Star Hill Church Museum’s future uncertain

Lucreatia Wilson was one of the founders of the Star Hill Museum 32 years ago. She is contemplating leaving the museum to be closer to her family in Utah. (Delaware State News/Mike Finney)

DOVER – The historic Star Hill Church Museum, which is listed in the National Park Service Underground Railroad Network to Freedom program, might be nearing its final destination.

Lucreatia Wilson, director of the museum, will soon be leaving Delaware to be closer to family in Utah, which could put the future of the facility in jeopardy.

She helped found the museum, which celebrates African American history, 32 years ago.

Ms. Wilson recently gathered her support staff of Florence Brown, Virginia Harris, Barbara Hickson and Dr. Vivian Griffin together to let them know of her intentions.

“We just kind of touched on it a week ago and we decided to pray on it and see what the Lord says,” Ms. Wilson said. “Right now, the future is up in the air. I’ve been doing this, plus working a regular job, for 31 years. It’s time.”

She said she would like to see another facility step up to display all of the African-American historical items that currently fill the walls and shelves of the museum, which is located in a back wing of the Star Hill A.M.E. Church at 357 Voshells Mill Star Hill Road.

“I’m not going to give it to the state’s collections,” said Ms. Wilson. “I’m not going to do that, but I would like to place it somewhere where it will have a permanent home where they will continue to tell the story of what it was like to live as a slave and what it was like to escape on the Underground Railroad.”

A Juneteenth Celebration

Guests at the Juneteenth Celebration at the Star Hill A.M.E. Church on Saturday got the chance to learn about Underground Railroad history through the eyes of Willis Phelps, a historian and Civil War re-enactor.

Phyllis Davis, portraying Harriet Tubman, sings “Steal Away” during the Juneteenth Celebration at the Star Hill AME Church on Saturday. (Delaware State News/Mike Finney)

The program was attended by around 25 people, including Rep. Trey Paradee, Kent County Levy Court Commissioner Jody Sweeney and Dover City Councilmen David Anderson and Fred Neil.

Mr. Phelps and his oldest daughter, Phyllis Davis, put on a three-part presentation with the theme, “Once Upon a Time in America.”
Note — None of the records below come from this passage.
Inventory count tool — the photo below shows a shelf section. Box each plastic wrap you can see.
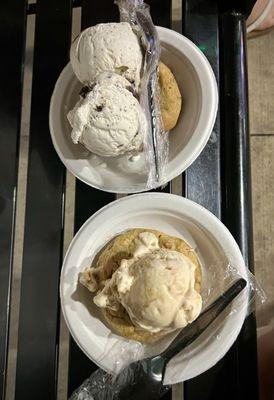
[70,262,266,400]
[115,0,169,189]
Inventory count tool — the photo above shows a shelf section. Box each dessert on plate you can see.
[79,228,202,343]
[68,22,181,157]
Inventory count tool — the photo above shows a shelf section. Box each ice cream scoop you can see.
[91,232,202,332]
[68,73,146,157]
[70,22,143,88]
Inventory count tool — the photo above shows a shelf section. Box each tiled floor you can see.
[3,5,274,400]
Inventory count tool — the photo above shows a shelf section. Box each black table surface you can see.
[0,0,258,400]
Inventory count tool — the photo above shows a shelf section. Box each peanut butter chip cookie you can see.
[159,62,182,132]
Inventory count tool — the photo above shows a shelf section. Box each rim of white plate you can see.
[60,193,248,383]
“This is our American history story and that means all of us, no matter what your race or culture is,” Mr. Phelps said. “It is all of our history.”

The opening part of the play was titled “Esau,” in which Mr. Phelps acted as a former slave/soldier who talked about “Juneteenth,” an American holiday that commemorates the June 19, 1865, announcement of the abolition of slavery in the U.S. state of Texas.

Ms. Davis, who portrayed Harriet Tubman, took center stage for the second act, “The Conductor, Harriet Ross Tubman,” as she walked among the pews at Star Hill A.M.E. Church singing chilling songs about the Underground Railroad experience.

Willie Phelps, a historian and Civil War re-enactor, was the focal point of a three-part play during the Juneteenth Celebration at the Star Hill AME Church on Saturday. The theme of the historic play was “Once Upon a Time in America.” (Delaware State News/Mike Finney)

“It’s thrilling getting the chance to portray Harriet Tubman,” Ms. Davis said. “I love doing it. I love teaching a part of history and doing what I can to bring history to life.”

Mr. Phelps changed into a dark blue Union soldier’s uniform for the final act, “Pvt. James H. Elbert, United States Colored Troops; Rescue mission at the Combahee River, South Carolina.”

The future remains unclear

While programs such as the Juneteenth Celebration are popular and informative, Ms. Wilson believes the Star Hill Church Museum needs more space in the future if it wants to flourish.

Ms. Wilson is the founder/president of the Star Hill Historical Society and a founding member of the Underground Railroad Coalition of Delaware.

All of the items, including historic documents, books, photographs, a display of African-American culture and a table of inventions by African Americans, are on display at the museum.

It is a natural fit to have the museum at the church considering the church was a safe place for freedom seekers and a site for anti-slavery meetings.

However, it doesn’t appear to have adequate space for all of its historical items, which were all purchased out-of-pocket by the staff at the museum throughout the years.

Star Hill A.M.E. Reverend Rita Mishoe Paige said her church will always continue to tell its history.

“We want you to know that we are going to continue our programs,” Rev. Paige said. “Our history has to be told because if we don’t tell it no one else will.

“It’s not in the history books and so we have to continue to research and continue to tell the research that we find.”

As for Ms. Wilson, she said she will continue to pray.

“Right now the museum will remain open,” she said. “We will continue to pray and wait for God’s direction of where and which direction that we should go.”